Она проговорила это негромко, но так, что Робер опешил: крыть ему было нечем. Он очень испугался, что Жильберта разозлится и уйдет. На него опять накатил страх. Ночь показалась еще более беспросветной, холодной, а главное - вокруг была лишь пугающая пустота.
– Жильберта, я даже не знаю... Не представляю, что тут можно, сделать. Ведь я не могу их выдать! Друзей не предают!
– Друзей? Ничего себе, друзья! Девушка повторила это слово, точно впервые его услышала. Затем, поразмыслив, прибавила:
– А если они обворуют старуху? Если им удастся стянуть ее деньги, а она так и не проснется? Если жандармы их не сцапают, ты и тогда будешь считать их друзьями?
Робер повесил голову. Помолчав, девушка придвинулась к нему почти вплотную.
– Отвечай!
– приказала она.
– Ты будешь считать их друзьями?
– Нет, конечно, если они украдут... Но я.., ведь не пошел с ними.
На этот раз Жильберта действительно разозлилась. Она не закричала кругом спали люди, - но ее голос звучал жестко и сурово.
– Значит, они идут на кражу, а ты об этом знаешь и собираешься помалкивать? Но ведь я теперь тоже знаю... Может, ты и меня заставишь молчать? А если меня будут расспрашивать, заставишь меня врать? Даже если мой отец заведет об этом разговор, мне придется выкручиваться или смолчать, как смолчал сегодня ты, когда я рассказывала тебе о том, что телка Бувье сдохла.

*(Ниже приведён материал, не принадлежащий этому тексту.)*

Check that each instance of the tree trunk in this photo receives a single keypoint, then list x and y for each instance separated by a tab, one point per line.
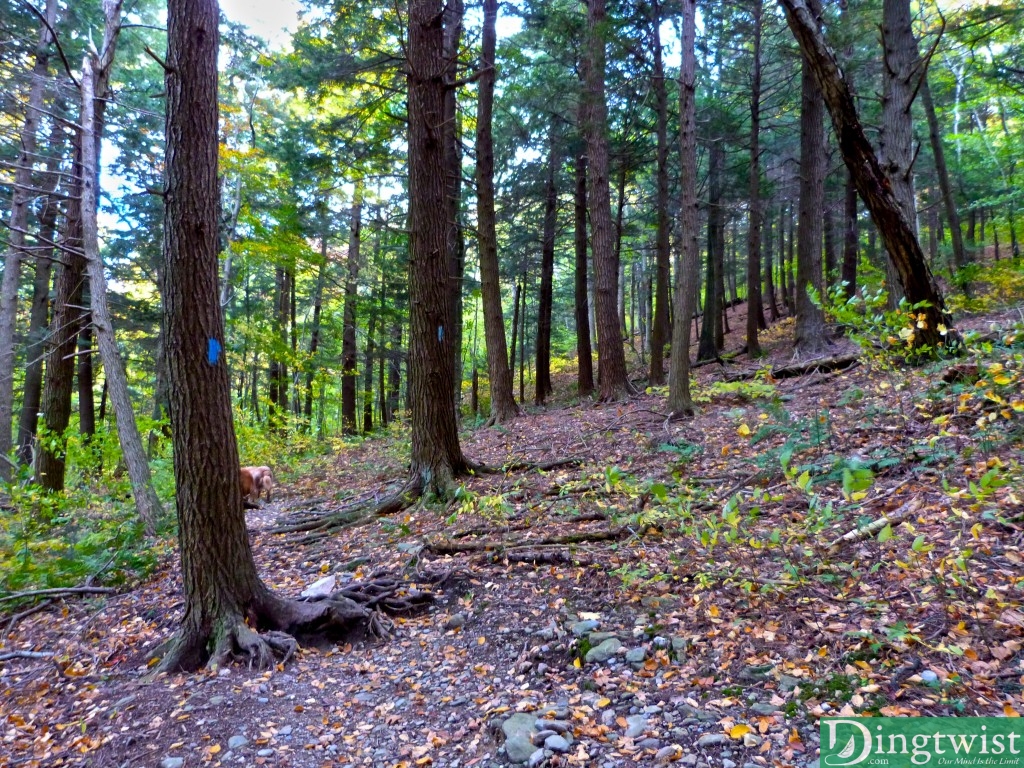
711	327
544	307
17	226
612	377
755	315
436	455
961	256
36	348
585	357
503	406
348	351
452	131
687	279
117	382
872	184
810	330
659	327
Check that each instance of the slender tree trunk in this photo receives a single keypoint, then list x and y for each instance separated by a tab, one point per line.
348	350
711	328
436	455
687	279
544	307
503	406
872	184
585	358
612	377
659	327
755	314
961	256
36	348
810	330
17	226
452	132
117	382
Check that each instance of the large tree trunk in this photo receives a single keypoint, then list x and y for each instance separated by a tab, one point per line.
585	357
810	330
503	406
612	376
132	450
17	226
452	129
872	183
948	201
900	81
659	327
436	455
680	401
755	315
544	306
348	351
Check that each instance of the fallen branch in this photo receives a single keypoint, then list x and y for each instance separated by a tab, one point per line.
59	592
865	531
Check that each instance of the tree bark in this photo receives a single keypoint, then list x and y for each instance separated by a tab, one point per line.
680	400
17	225
348	350
544	307
659	326
961	256
132	450
872	183
503	406
436	455
585	357
755	314
810	329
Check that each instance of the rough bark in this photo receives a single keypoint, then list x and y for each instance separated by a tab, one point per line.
941	171
503	406
680	400
612	376
659	326
436	455
17	225
585	358
132	450
872	183
348	351
544	306
810	329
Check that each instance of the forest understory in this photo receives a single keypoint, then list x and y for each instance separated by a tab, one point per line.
697	591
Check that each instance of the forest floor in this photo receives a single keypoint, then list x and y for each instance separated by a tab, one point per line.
676	597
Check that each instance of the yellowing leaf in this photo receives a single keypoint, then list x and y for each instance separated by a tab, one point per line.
739	730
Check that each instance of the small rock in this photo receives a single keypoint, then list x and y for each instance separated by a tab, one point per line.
321	588
636	725
556	743
604	651
455	622
668	754
713	739
583	628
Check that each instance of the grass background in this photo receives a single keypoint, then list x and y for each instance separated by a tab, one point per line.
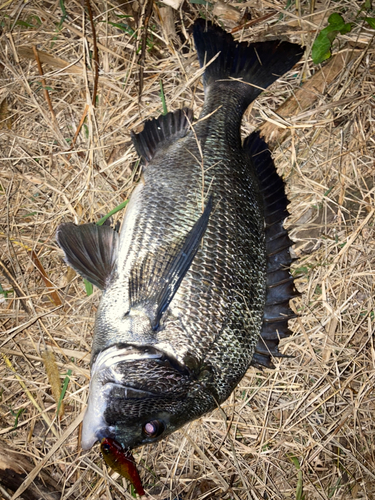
304	430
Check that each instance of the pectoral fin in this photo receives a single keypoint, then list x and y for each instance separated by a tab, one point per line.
181	264
89	249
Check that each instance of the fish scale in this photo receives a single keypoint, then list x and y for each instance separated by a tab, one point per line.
197	285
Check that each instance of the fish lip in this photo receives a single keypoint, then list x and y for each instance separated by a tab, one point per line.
94	425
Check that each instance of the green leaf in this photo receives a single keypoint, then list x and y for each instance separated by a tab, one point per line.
162	97
88	287
370	21
321	49
64	388
112	212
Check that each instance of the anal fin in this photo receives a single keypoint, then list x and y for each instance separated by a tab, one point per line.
89	249
280	283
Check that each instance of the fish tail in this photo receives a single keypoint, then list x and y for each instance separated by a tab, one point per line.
256	65
280	282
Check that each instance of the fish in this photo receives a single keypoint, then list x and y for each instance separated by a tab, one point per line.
122	462
197	284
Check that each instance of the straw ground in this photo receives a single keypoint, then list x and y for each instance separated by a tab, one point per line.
303	430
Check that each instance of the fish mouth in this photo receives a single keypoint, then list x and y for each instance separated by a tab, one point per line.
105	379
115	376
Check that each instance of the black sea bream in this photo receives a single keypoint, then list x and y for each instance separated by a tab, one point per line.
196	287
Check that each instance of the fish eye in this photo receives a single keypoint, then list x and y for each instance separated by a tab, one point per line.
106	448
153	428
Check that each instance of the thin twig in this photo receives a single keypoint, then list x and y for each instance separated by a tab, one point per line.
44	86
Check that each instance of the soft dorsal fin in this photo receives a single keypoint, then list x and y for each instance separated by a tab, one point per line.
280	283
159	132
155	281
89	249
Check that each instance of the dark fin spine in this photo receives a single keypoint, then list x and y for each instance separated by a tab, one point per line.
89	249
259	64
160	131
280	283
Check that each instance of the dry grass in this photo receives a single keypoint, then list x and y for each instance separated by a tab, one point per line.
310	422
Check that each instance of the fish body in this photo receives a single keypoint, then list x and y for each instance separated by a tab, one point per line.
196	287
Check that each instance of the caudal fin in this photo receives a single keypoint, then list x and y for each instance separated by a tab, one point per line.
258	64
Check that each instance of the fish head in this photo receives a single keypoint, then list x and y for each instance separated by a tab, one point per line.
139	397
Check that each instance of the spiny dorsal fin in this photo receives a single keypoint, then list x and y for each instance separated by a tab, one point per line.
159	132
280	283
89	249
155	281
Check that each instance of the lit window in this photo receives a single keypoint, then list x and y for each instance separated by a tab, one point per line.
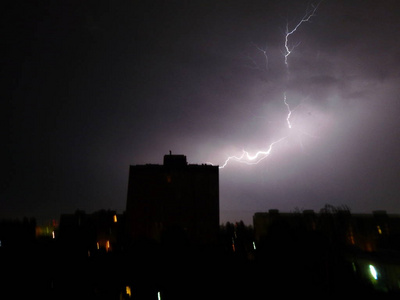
373	272
128	290
379	229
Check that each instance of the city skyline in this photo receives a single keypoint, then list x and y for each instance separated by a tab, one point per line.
92	88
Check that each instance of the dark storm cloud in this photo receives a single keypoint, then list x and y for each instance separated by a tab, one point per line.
93	87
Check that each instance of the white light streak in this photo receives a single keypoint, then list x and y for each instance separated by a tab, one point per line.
246	157
306	18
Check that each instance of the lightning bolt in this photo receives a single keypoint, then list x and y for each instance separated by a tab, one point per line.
310	12
246	157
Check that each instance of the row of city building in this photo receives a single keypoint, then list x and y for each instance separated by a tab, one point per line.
171	223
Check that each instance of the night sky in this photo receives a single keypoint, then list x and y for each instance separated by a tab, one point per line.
91	87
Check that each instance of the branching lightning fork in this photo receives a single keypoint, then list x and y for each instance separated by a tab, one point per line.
245	157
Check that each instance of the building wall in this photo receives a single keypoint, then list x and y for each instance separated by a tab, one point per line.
173	199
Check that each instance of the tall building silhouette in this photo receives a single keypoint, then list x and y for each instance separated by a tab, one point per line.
173	201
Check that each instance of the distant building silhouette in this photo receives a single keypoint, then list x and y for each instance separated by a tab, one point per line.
367	232
173	202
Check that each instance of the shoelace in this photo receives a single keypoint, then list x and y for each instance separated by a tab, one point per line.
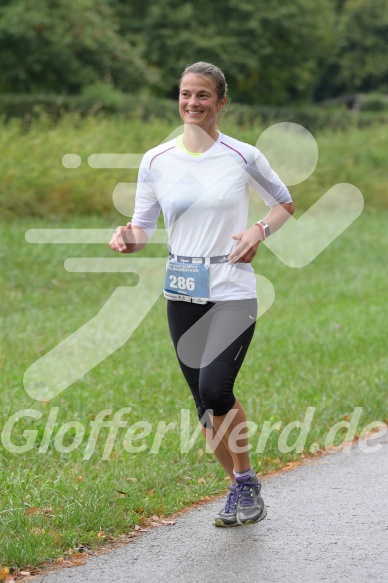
231	501
245	493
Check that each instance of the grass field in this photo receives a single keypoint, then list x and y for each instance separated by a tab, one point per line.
320	345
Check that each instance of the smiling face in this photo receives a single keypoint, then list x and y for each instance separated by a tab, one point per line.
199	103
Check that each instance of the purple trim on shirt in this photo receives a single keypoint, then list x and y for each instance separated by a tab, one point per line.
152	159
227	145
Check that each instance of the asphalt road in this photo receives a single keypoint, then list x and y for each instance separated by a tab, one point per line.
327	522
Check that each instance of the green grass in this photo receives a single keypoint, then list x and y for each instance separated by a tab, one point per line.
34	182
320	345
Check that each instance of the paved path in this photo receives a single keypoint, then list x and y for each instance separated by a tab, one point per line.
327	522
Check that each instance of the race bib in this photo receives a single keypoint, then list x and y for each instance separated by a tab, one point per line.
187	280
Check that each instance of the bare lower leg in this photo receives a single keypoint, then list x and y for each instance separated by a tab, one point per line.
236	445
221	452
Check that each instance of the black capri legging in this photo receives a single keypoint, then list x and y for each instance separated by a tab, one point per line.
211	341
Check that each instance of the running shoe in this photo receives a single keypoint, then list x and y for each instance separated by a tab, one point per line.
250	505
227	515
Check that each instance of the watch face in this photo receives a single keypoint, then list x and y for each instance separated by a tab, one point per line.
266	228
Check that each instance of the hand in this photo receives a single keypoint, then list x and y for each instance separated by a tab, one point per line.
117	242
247	247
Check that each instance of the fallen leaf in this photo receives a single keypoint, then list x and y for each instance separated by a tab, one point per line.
4	571
31	511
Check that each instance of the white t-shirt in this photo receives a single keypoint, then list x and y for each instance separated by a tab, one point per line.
204	200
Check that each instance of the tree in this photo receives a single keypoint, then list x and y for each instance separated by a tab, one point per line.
51	46
363	62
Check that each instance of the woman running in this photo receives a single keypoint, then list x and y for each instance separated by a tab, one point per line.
200	181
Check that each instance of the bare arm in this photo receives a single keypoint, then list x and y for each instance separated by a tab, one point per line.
251	238
128	239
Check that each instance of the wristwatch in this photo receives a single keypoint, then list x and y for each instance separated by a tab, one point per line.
265	228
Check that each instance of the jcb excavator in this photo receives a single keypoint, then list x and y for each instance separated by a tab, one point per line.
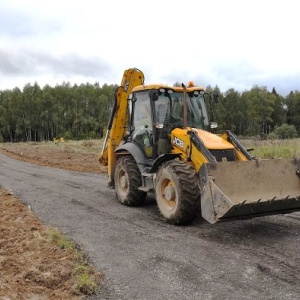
160	140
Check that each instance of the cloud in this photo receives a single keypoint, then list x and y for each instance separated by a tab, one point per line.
32	63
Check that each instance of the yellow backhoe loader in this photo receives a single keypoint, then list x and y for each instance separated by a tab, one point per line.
160	140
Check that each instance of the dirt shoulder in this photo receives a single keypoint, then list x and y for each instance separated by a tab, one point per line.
32	264
75	156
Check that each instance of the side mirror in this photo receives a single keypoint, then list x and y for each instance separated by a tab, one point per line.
153	94
216	97
213	125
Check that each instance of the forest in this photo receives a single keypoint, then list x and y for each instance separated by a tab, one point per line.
82	112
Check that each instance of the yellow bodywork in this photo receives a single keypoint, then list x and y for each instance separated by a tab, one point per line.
189	151
235	186
115	134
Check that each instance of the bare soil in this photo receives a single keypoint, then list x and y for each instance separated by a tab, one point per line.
31	266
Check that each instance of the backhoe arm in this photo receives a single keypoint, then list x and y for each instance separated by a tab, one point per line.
117	123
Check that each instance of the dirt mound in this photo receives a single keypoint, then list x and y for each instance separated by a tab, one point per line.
32	265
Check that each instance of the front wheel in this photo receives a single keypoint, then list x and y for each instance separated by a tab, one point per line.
177	192
127	181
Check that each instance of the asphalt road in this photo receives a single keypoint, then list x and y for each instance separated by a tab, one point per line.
142	257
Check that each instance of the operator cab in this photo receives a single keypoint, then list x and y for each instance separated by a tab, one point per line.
156	110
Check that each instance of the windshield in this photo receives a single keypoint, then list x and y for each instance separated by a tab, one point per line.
169	110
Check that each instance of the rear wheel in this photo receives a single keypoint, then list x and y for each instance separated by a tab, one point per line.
177	192
127	181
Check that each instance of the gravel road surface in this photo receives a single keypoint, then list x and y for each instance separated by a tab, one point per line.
142	257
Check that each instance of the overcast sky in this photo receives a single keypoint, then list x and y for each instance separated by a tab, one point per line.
230	43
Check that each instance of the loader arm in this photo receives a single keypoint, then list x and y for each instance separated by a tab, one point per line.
116	128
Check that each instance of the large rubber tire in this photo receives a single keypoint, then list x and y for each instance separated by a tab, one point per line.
177	192
127	180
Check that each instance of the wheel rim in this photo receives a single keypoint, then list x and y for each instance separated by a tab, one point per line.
168	194
123	182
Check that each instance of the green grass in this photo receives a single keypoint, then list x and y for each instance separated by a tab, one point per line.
274	148
87	279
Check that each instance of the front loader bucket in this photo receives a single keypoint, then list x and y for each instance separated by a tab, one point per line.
246	189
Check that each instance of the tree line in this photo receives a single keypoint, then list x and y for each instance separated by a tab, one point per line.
82	111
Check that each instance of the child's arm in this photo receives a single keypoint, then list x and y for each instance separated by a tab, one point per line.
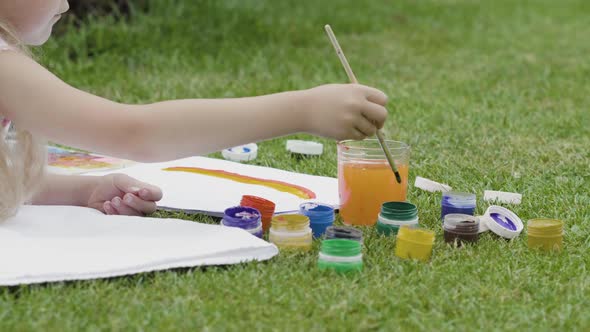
112	194
38	101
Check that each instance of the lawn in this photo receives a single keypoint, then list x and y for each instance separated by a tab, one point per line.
490	95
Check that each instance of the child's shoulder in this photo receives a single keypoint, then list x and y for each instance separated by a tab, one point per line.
4	46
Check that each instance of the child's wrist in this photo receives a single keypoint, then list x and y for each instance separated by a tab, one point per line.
300	107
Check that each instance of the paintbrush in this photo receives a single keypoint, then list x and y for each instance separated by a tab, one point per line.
353	79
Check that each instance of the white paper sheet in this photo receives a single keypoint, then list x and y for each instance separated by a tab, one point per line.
211	195
56	243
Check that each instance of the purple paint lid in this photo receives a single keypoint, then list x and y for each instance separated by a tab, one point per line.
502	222
242	217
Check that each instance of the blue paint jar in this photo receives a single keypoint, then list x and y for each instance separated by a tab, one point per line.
456	202
321	216
246	218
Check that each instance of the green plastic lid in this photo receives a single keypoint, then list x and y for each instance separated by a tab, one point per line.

– Да ведь старухе ни к чему эти деньги... Жильберта не дала ему договорить. На этот раз она не выдержала, сорвалась на крик:
– Значит вот она, причина! Может, так они тебе и сказали, чтобы втянуть в это дело? А ты клюнул... И ты еще хочешь, чтобы я была на твоей стороне?!
Девушка внезапно смолкла. Где-то поблизости хлопнул ставень.
– Что тут такое?
– послышался мужской голос. Робер и Жильберта пустились бежать, а голос позади них прокричал:
– Ну погодите, поганцы! Вот я сейчас выйду! Во дворе слева залаял пес, лай его тут же подхватили другие собаки; хлопнул еще один ставень.
– К мыльне!
– бросил на бегу Робер. По тропе, огибавшей памятник, они добежали до городского водосборника и спрятались за ним. Скорчившись за огромной бетонной чашей, беглецы затаили дыхание. Собаки надрывались еще довольно
t- Нам повезло, - проговорила Жильберта.
– Нечего было так кричать!
– Сам хорош. Ты хоть понимаешь, что делаешь? Ведь тебе известно: если ты что-то знаешь и молчишь, стало быть, ты тоже виноват.
– Все будет в порядке, если нас не застукают жандармы.
– Ты никак не поймешь, что я хочу сказать. Ты не имеешь права молчать, если тебе известно, кто обворовал старуху.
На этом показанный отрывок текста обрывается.